2006年06月10日

saving private ryan

リアルな戦争描写で有名なこの作品だが、他の戦争映画では考えられないような血しぶきの飛び方をしていてびびったことは確かだ。真っ赤に染まる海と、腸のはみ出た死体。史上最大の作戦と呼ばれるノルマンディー上陸作戦だが、公開当時アメリカでは15禁になったというのもうなづける話だ。日本は規制が無かったが、緩いのか、それとも日本人が死んでるわけじゃないからか。ちなみに98年だから、当時は自分は15歳じゃなかった。

ストーリーのアウトラインはいかにもハリウッド的スピルバーグで、フィクション100%という感じだが、珍しいのは陸軍上層部を批判していたこと。3人の兄弟が戦死したライアン一家のために、末の弟を前線から故郷へ連れ戻す、という話なのだが、この無茶な命令を出したのは司令部なわけで、実際ライアンを助けるために部隊は多大な被害を受けることになる。それ以外にもよく見ると、随所に「前線を理解して無い司令部」を批判してる節が見られ、ここはハリウッド的じゃないな、と思った。

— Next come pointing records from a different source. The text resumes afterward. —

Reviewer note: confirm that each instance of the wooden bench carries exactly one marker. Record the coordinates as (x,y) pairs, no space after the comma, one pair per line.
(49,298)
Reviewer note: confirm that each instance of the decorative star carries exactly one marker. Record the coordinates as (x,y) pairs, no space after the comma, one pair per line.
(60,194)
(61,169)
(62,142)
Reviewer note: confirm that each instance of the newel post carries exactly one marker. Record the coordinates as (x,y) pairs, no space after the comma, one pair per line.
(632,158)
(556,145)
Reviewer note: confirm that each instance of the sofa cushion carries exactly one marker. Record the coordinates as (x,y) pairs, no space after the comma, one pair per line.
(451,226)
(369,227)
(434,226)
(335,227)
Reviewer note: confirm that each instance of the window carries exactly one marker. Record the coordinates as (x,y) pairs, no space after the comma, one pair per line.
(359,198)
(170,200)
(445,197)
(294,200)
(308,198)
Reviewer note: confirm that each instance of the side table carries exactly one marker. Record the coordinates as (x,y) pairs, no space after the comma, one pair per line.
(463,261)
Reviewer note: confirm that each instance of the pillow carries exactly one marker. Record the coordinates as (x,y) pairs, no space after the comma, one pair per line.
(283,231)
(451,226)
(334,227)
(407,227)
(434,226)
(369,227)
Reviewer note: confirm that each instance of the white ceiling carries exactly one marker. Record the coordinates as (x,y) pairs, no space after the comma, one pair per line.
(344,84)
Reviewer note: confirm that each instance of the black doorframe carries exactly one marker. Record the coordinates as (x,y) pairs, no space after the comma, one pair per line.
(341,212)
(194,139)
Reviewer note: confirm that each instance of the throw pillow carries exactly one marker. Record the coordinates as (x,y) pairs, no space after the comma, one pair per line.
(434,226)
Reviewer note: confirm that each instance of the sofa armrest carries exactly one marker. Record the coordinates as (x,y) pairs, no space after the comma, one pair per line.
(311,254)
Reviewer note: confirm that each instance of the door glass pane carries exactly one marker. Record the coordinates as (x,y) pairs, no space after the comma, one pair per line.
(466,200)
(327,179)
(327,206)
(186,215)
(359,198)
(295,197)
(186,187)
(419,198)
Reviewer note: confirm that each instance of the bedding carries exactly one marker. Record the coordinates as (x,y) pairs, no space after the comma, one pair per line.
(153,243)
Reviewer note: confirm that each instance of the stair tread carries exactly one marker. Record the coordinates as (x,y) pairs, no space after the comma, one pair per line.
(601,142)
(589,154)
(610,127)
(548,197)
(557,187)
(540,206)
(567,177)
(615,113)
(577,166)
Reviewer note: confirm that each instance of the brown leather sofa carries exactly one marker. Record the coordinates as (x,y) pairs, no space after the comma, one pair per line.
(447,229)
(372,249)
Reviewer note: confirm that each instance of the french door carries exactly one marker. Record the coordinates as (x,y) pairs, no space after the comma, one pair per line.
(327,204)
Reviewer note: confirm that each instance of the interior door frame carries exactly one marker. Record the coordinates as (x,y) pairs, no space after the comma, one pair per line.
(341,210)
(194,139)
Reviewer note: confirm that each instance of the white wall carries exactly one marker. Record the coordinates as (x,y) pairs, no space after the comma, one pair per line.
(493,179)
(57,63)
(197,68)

インディペンデンスデイとかアルマゲドンとか見てチープだなあと思ったら、この映画でもどうぞ。

以下、ネタばれ。
やはり最も意見が分かれるのは、アパムの行動だろう。彼は本来事務員で銃は訓練でしか撃ったことがなく、にもかかわらずフランス語通訳要員として部隊に組み込まれた。そして実際戦闘に参加すると銃弾の補給という任務を請け負ったにもかかわらず、逃げ惑い部隊に大きなダメージを与えてしまう。そんな彼が唯一殺したのは、戦闘が終わり投降したドイツ兵が自分に対して罵倒したときである。

正直、腰抜けだと思う。だが「実際戦争未経験者が戦場に出たらあんな感じになるんじゃない?」という意見にも非常に同意できる。それこそ戦争に参加したことは無いし、する気も無いからそれこそわかるはずが無いのだが。

ただ逃げ惑うだけなら観客の好意を惹くこともできたのだが、最後の最後で彼にドイツ兵を、それも投降兵を、殺させてしまったところがこの映画の演出の最もうまいところだ。あの一瞬のシーンで観客の心情を大きく変えてしまった。さて、皆様はどう思われただろう?